百姓們在外圈圍觀,男女老少穿花的戴綠的,三教九流擠擠攘攘成一片。高臺上,刑部李大人看著那密茬茬的人群,莫名心跳有些亂,探身過來問:“殿下,如此佈置,不知是否還有什麼紕漏?”
話不敢說得太明白,怕未來太子誤會自己懷疑他能力。
元承宇眯眼看著臺下,只見人群中幾張臉面遮遮掩掩,鳳蕭著一襲玄色修身常服,正在與把門的兵士交換牌子,那兵士略微遲疑,末了還是由著他將一隊‘侍衛’引了進去。
元承宇嘴角便噙上一抹淡笑,果然沒有算錯,這人如此重義氣,必然不至於把救命恩人袖手旁觀……倒好,如此一來,也省得自己再去琢磨沈二的要求了,他倒是不在乎用兩條土匪的賤命去換一個賬本。便肅下臉來:“無妨,時辰已到,李大人可以開斬了。”
那李大人只得答道:“是。謹聽殿下吩咐。
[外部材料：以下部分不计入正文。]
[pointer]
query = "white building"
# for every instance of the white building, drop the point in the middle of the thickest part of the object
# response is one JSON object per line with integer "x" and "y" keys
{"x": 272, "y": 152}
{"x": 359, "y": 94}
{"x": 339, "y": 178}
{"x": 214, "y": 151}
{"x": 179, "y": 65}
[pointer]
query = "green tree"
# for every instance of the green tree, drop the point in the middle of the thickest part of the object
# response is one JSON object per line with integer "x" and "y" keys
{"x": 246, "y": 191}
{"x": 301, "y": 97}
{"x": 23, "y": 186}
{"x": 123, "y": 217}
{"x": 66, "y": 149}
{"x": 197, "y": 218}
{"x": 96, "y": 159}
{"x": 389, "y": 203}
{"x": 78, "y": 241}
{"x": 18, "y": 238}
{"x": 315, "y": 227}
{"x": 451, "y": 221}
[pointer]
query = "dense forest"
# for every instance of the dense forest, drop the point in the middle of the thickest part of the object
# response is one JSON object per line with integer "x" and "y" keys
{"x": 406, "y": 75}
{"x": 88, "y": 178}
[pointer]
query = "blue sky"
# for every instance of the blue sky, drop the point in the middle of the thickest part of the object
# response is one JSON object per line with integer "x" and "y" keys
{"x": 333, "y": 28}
”
衝臺下揮一揮手。
“讓一讓,讓一讓!”官差便把木欄左右開啟,兵士推搡著眾百姓讓開來一條道。
犯人押來了,幾輛囚車行在前頭,後面一隊從犯頂著枷鎖蹣跚尾隨。撕拉撕拉,天地間頃刻便被腳鐐蠕動的聲音充斥。
領頭的是個二十二三歲的俊美男子,著一襲帶血的白色中衣,墨黑的長髮披散在肩頭。許是受了太多的重刑,寒風把他的衣裳吹得向後輕揚,可見他變了形狀的修長雙腿,蕭蕭條條的,斂盡昔日風流倜儻模樣。
車一晃,人便清醒過來。狹長雙眸把人群滯滯一掃,卻不見熟人面孔,嘴角不由掛上一絲苦笑……呵,空賺它半世逍遙,末了卻甚麼也不剩下一個。
那個叫鸞枝的女人她不是把自己恨之入骨嚒,竟然連如此快意的場面都捨得錯過?
祈裕涼涼地收起眼神,只這一眼掃過去,卻看到那人群中一個奇醜無比的婦人在巴巴地翹首張望,裹一抹灰褐的粗布頭巾,面色蠟黃而瘦,痴痴的看著自己,眼神萬分哀傷。那眉眼之間依稀有幾分熟悉,他正要仔細再看她第二眼,她卻好像發現自己在看她,立刻把頭一低,倉惶之間躲藏了蹤影。
她太醜了。可這一瞬間祈裕卻記起來她是誰……那個被自己利用了不知道多少次的大丫鬟,懷過他四個孩子又被他狠心打去的女人,他忽然後悔從前風光的時候沒有好好對待過她,竟讓她落得個如此淒涼下場。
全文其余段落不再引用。